Tuesday, April 15, 2014


That was the plan anyway, but instead it was "AMIRI BARAKA: A RETROSPECTIVE," co-sponsored by the University of Kent (well represented by conference organizer Ben Hickman) and The Institute of Contemporary Arts. I'd been planning to go from the first announcement as it would have meant helping to celebrate the approach of Baraka's 80th birthday (would have been this coming October) beginning at the Black Arts conference at U.C. Merced, picking up a month later in London, and then into the home stretch.With Baraka's death I felt even more compelled to join in. I'd known Amiri for over 35 years, and had been reading him even longer. This was just a one day symposium, but it made a good opening for the many symposia and panels to come.

The symposium was also a chance to reconnect with several friends: Jean-Phillipe Marcoux from Canada, Amor Kohli from Chicago, Wei Yan from Wuhan, China. And as rushed as things were, I got to meet some of the British participants, including Colin Still, whose short film of Baraka reading poetry while Craig Harris improvised an accompaniment was screened at the evening program. Jean-Phillipe and I were a two person panel on Baraka and music. Jean-Phillipe spoke on ideophones and jazz vocalisms. My paper was another section of my growing work on Baraka's recordings. At the first session, on poetry, Ian Brinton did the important work of  introducing Yugen and Floating Bear to an audience who mostly had never seen copies of those publications before. Paul Gilroy delivered a keynote which detoured through Obama's foreign policy for a while before getting back to Baraka.  That night, following Colin's stunning film, there was a poetry reading, culminating in a now rare appearance from Linton Kwesi Johnson, who spent much of his time sharing emotional memories of his contacts with Baraka over the years.

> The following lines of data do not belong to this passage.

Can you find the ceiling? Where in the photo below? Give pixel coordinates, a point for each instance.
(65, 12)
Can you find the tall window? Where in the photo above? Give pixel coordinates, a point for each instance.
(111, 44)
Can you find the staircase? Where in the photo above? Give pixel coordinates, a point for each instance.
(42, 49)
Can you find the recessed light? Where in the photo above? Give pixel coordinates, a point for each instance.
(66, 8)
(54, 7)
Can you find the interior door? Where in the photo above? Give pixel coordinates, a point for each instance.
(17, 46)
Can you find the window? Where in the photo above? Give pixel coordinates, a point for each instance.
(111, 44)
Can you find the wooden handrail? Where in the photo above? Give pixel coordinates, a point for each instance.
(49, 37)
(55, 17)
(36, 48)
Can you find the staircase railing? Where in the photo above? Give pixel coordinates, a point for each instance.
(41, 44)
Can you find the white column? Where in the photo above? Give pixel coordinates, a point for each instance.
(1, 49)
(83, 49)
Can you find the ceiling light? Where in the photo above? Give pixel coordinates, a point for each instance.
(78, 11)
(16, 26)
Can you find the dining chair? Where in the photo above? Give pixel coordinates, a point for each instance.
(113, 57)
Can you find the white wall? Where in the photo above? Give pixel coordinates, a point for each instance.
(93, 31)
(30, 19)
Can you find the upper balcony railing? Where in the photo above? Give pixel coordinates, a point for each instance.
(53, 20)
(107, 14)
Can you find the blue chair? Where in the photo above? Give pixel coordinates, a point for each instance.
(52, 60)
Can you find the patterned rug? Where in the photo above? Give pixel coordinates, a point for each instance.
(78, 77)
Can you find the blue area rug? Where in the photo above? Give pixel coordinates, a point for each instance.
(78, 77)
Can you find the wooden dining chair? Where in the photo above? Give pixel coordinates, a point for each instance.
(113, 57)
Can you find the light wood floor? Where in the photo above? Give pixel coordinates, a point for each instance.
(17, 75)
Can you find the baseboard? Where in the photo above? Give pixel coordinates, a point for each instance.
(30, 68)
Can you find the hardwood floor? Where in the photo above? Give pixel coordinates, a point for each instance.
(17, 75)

[additional photos by Anna Everett and Wei Yan]

Tuesday, April 01, 2014


This year's CLA also marks the eighth birthday of this blog -- And my first return visit to New Orleans since Katrina -- The flash flood warnings that came to my phone the first morning were a bit worrisome, as was the lightning (AND there was that alarm that started sounding during breakfast, apparently in response to a lightning strike on the tower), but the panels inside the hotel kept my mind off the storm and things were warming up by the end of the weekend. I was there to present work on Amiri Baraka as part of a panel on literature and music. Last year the airlines didn't get me to the conference until after my panel. This year's flight delays were on the other end.  I was in New Orleans in plenty of time for my panel on that first morning, but didn't get back to State College after the conference till two in the morning.

The Langston Hughes luncheon featured a poetry reading by Brenda Marie Osbey, whose name, as mine often does, seemed to shift pronunciation as different speakers spoke it. I first met Brenda at the initial Furious Flower conference back in the 90s.  One of the great things about CLA is the family atmosphere as brethren of the text meet together. Friends too many to mention singularly, though I must mention the Tom Dent Birthday party Jerry Ward held at his house over by the campus of Dillard.

 I'd just seen Eugene Redmond in Merced at the Black Arts conference. In the week between, he'd been to Howard, just a day after I was there, to appear at their Baraka tribute.

The conference banquet featured Edwige Danticat, who read from a new essay.

Once the conference was over, I finally had time to get down the street to Mulate's for that serving of crawfish etouffee. The nice mother who stood next to me at the bar to order her drink while her eight-year-old exchanged jokes with me was followed by two parents with their eighteen-year-old son, who were told that law required the son, being under nineteen, to sit farther away from the bar, which he did.

Oh, I will mention that those three people you see at the iron table are Penn Staters Susan Weeber, Laura Vrana and Earl Brooks, who delivered great papers. 

Tuesday, March 25, 2014


Poor boy took all he had, started down the road,
Carried a four course load,
And that's no way to get along.

The D.C. flag was looking a bit rag timey as I crossed over. But I was back, rolling into town for reunion.

Nearly three decades after earning my doctorate from the George Washington University, I was back to give a lecture supplying some historical context to the poetry of the Dasein group of poets. My framework was a poem published in Burning Spear in tribute to a performance of The 'JFK' Quintet at the Bohemian Caverns.
The Caverns, built under a drug store, had started out as Club Caverns, had then crystalised, and became bohemian in time for the Beat era. The club was a burnt out shell in my day, but has now been gentrified and singularized; evidently there's only one cavern today.

Mr. Hugh was there, chief U.S. apostle of Swami Gotchyanumba.

AND I visited Howard University, scene of my first full time teaching position, to meet with Meta Jones's students, grad and undergrad. The class, as it happened, met in the same room as my last class there, just down the hall from the office I'd shared with poet Calvin Forbes. Wonderful meeting the young minds that hold the fort where I once worked -- The city has changed so much, but O brave new world / that has such people in it.

And that'll be the way to get along.